Stochastic Gradient Descent (let’s call it SGD from now on, because that feels a bit less repetitive) is an online optimisation algorithm that’s received a lot of attention in recent years for several reasons (and is notable for its applications in optimising neural networks). One of the most attractive things about it is its scalability - because of how it differs from other gradient descent algorithms, SGD lends itself neatly to massively parallel architectures and streaming data. SGD is also a very capable online learning algorithm, too - so it’s quite a useful technique to know.

## A recap of Gradient Descent

First off, let’s start with a recap of our good ol’ buddy gradient descent (GD). GD is an iterative optimisation algorithm that takes small steps towards a minimum of some function (notice that I say a minimum instead of the minimum - GD can get caught in local minima if the starting point is poorly chosen or the function is highly nonconvex). It works by evaluating the output of the objective function at a particular set of parameter values - and then taking partial derivatives of the output with respect to each of the parameters. Using these partial derivatives, it’s possible to determine which parameters can be changed to minimise the value of the objective function. Basically, the algorithm finds the direction that most minimises the objective… and then takes a step in that direction. Rinse and repeat until convergence!

### A quick peek under the bonnet…

Let’s jump into some of the maths. The GD algorithm’s objective is to minimise some function $J$ by determining the optimal values of some parameter set $\theta$. This is done iteratively, so a single iteration (a single update of the parameters $\theta$) would look something like this;

$\theta = \theta_{old} - \alpha \nabla_{\theta} E\left[ J(\theta; X, y) \right]$

The interesting thing to note here is that GD requires computing the expected value of the function $J(\theta; X, y)$ over the whole dataset (i.e. $E\left[ J(\theta; X, y) \right]$). That is, the objective function is evaluated over the entire dataset and then averaged - and this happens during each iteration of the GD algorithm. This is fine for smaller optimisation tasks, but this can run into significant problems at scale - evaluating a function over a whole dataset can prove intractable.

### An example with Linear Regression

Right. Remember linear regression? Minimising mean squared error? In case your memory is a little fuzzy (like mine), let’s look at the objective function for a linear regression (with a grateful nod to Cosma Shalizi’s excellent lecture notes on this topic1).

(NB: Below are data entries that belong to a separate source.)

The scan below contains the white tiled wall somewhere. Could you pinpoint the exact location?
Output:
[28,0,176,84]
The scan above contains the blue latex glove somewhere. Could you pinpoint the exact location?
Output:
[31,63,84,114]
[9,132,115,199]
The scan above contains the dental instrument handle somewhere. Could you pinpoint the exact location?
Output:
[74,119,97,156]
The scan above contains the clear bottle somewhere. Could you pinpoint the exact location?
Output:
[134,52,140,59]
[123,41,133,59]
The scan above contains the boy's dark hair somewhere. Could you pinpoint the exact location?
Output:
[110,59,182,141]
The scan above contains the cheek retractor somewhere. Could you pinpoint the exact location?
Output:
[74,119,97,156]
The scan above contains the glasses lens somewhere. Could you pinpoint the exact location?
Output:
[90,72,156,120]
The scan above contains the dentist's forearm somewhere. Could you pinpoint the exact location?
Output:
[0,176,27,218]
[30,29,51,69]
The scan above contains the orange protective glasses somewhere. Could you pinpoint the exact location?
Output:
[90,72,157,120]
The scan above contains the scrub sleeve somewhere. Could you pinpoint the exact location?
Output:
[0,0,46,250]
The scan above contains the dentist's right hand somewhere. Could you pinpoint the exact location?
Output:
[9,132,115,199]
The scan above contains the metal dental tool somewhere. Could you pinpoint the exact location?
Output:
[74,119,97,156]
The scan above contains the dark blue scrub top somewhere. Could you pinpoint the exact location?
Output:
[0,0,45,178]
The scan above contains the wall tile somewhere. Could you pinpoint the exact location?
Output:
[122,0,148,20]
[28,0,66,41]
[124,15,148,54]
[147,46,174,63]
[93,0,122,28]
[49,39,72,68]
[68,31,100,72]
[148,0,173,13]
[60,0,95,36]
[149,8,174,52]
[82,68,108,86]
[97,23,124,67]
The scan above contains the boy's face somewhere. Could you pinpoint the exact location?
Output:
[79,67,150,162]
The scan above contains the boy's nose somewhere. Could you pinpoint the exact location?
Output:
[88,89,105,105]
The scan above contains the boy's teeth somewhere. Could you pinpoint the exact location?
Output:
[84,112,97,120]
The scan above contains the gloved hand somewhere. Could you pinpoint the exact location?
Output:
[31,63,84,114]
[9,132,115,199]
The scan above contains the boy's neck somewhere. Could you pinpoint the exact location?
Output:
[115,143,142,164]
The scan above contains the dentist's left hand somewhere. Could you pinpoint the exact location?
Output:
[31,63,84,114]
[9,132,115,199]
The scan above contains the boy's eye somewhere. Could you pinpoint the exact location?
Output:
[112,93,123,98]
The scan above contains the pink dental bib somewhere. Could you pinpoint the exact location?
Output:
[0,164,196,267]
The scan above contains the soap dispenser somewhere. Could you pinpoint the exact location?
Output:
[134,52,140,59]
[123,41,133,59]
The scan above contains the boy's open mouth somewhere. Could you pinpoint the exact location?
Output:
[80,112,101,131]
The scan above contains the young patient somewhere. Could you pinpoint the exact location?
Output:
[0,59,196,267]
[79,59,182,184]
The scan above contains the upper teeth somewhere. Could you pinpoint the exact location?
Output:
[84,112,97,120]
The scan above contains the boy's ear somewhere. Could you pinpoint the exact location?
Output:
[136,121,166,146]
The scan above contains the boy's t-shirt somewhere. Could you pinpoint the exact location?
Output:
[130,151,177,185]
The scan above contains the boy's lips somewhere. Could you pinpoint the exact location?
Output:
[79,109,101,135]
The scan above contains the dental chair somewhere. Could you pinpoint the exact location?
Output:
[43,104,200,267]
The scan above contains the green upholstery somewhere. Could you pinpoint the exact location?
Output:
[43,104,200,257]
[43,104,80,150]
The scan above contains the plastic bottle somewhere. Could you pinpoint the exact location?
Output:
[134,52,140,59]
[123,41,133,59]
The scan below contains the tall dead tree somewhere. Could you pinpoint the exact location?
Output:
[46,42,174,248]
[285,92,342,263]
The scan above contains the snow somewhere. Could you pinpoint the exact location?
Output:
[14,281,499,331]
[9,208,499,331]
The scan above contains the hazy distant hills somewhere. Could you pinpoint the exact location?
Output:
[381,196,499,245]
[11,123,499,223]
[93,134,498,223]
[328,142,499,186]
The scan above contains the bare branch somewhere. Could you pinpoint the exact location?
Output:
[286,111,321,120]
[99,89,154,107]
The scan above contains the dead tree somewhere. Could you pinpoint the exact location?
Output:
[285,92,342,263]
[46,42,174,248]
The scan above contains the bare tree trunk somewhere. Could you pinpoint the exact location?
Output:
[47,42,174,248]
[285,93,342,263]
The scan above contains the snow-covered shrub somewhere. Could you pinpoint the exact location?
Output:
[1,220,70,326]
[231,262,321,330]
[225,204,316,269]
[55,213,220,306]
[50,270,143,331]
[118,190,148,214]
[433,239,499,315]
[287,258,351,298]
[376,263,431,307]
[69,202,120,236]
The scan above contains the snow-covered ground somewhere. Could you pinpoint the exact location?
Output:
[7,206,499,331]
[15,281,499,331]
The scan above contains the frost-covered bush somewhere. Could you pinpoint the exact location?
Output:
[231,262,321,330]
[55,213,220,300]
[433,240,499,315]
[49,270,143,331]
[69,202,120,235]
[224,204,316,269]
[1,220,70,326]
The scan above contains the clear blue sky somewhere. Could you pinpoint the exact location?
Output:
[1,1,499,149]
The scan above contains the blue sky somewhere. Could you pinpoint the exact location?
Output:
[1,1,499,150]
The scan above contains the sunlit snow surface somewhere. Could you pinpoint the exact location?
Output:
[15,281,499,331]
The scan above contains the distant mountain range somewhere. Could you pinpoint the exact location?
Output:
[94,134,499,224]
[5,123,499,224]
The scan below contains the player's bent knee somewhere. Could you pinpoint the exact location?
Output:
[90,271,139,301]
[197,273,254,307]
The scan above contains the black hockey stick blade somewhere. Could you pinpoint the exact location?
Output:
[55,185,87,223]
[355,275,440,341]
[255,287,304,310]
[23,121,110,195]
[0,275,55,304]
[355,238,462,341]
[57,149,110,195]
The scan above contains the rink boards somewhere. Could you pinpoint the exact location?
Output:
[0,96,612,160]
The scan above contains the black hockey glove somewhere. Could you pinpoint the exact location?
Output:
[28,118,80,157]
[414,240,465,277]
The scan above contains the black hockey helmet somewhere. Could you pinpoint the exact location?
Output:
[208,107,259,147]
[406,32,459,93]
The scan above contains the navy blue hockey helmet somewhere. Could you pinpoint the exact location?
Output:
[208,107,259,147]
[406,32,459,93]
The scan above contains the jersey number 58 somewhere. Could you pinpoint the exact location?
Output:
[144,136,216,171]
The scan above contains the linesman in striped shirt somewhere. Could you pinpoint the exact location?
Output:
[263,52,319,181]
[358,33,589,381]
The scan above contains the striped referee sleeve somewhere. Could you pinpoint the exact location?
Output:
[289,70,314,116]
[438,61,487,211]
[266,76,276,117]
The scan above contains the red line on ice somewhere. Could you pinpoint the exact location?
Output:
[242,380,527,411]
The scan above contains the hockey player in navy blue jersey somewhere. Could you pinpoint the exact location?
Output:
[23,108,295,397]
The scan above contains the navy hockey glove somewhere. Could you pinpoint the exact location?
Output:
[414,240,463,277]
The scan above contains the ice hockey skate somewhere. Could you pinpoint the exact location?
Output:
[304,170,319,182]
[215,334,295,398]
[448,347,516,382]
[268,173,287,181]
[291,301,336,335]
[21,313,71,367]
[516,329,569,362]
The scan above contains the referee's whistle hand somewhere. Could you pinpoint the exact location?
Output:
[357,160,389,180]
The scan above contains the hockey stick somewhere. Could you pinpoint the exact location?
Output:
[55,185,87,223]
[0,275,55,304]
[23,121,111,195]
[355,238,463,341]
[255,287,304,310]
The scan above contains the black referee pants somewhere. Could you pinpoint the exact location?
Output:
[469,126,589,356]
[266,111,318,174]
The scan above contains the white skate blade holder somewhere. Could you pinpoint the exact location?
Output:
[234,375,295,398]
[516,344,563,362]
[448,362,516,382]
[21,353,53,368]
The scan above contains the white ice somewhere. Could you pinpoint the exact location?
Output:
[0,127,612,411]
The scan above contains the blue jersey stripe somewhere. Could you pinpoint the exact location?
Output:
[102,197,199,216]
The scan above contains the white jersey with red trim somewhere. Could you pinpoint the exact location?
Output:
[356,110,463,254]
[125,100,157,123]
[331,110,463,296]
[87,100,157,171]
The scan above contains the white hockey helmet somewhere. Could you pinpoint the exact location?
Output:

In this case, our learning problem has $n$ examples and $m$ features. Let’s define some things up front, so that our objective function makes sense.

• Let $\underset{n \times m}{X}$ be our design matrix - with rows for each training example and columns for each feature (and an additional column for the bias term)
• Let $\underset{n \times 1}{y}$ be a vector holding our target variable - we want to predict $y$ given the data in our matrix $X$.
• Let $\underset{m \times 1}{\theta}$ be our parameter vector - an $m$-length vector containing the coefficients for each feature and the bias term.

In this case, the objective function over a dataset $X$ is defined as follows;

$J(\theta; X, y) = \frac{1}{2n} (y - X\theta)^{T}(y - X\theta)$

Note that sometimes machine learning practitioners divide this function by a factor of two (i.e. the $\frac{1}{2n}$ at the beginning) so that the derivative is a little bit neater. This isn’t strictly necessary and doesn’t change the overall shape of the function - it’s just a mathematical convenience.

To use gradient descent to optimise $J(\theta; X, y)$, we’d want to begin by setting $\theta$ to some arbitrary values. We then evaluate the function’s gradient at that point to get an idea of the slope of the local area. We then focus on taking a number of small steps “downhill” to update $\theta$ by nudging the weights in the direction that minimises the objective. By taking enough steps this way, we will eventually arrive at an optimum.

One thing to note here is that the linear regression objective function is quadratic (like the one pictured below). It is therefore convex and has a single global optimum — this isn’t always the case with more complex functions.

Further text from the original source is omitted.